Mali junta tortured soldiers – Amnesty

2012-07-31 10:44

Paris - Amnesty International said on Tuesday that soldiers loyal to Mali's ousted government had been tortured and suffered other rights abuses at the hands of the junta behind a March coup.

The soldiers either disappeared or suffered summary executions and torture when they were detained after taking part in a 30 April counter-coup, the rights body said in a report issued in French on Tuesday.

Once one of the region's stable democracies, the landlocked west African nation crumbled into despair in half a year as a Tuareg rebellion sparked a coup which allowed jihadists to seize more than half of its territory.

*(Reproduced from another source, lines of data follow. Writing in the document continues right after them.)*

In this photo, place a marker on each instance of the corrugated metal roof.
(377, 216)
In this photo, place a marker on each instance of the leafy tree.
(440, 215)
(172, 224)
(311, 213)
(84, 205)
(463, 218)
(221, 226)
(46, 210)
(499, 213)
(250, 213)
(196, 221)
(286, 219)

A junta led by Captain Amadou Sanogo ousted the regime of Amadou Toumani Toure on 22 March, handing power to a civilian transition government, with interim President Dioncounda Traore appointed in April.

The Amnesty report, which comes after a 10-day fact-finding mission to the country in July, contains accounts of abuses "committed by soldiers loyal to the military junta against soldiers and police officers linked" to the counter-coup.

The rights body called on Mali officials to put an end to the "vicious cycle of human rights violations" and to launch a probe into "the dozens of cases of forced disappearances, extrajudicial executions and torture" of which it is aware.

The call comes as Traore faces Tuesday a deadline set by the Economic Community of West African States (Ecowas) to form a unity government, which is expected to be better able to deal with the occupation of the north by hardline Islamists.

Amnesty members spoke to 50 people detained at an official detention centre who had previously been detained "in appalling conditions" at the Kati military camp.

Inhuman conditions

The prisoners said they witnessed 21 people disappear "after being removed from their cells in the night from May 2 to 3".

They also described "the inhuman and degrading conditions" of their detention, as well as the torture and sexual acts to which they were subject.

One prisoner quoted in the Amnesty report said, "They made us lie face down and handcuffed our hands behind our backs and linked them to our feet."

"One of the soldiers used a baton to shove a cloth down our mouths. We could no longer speak, much less scream," he continued.

"They put out cigarettes on our bodies and one of them put one out in my left ear."

A police officer also said he and three other prisoners were forced to sodomise each other under threat of execution.

Amnesty added that "Mali's transition government had failed to protect the human rights of its citizens and this absence of law cannot continue".

It asked the Mali courts to open an immediate investigation into "these very serious events and restore stability in a country that has suffered enormously in the last six months".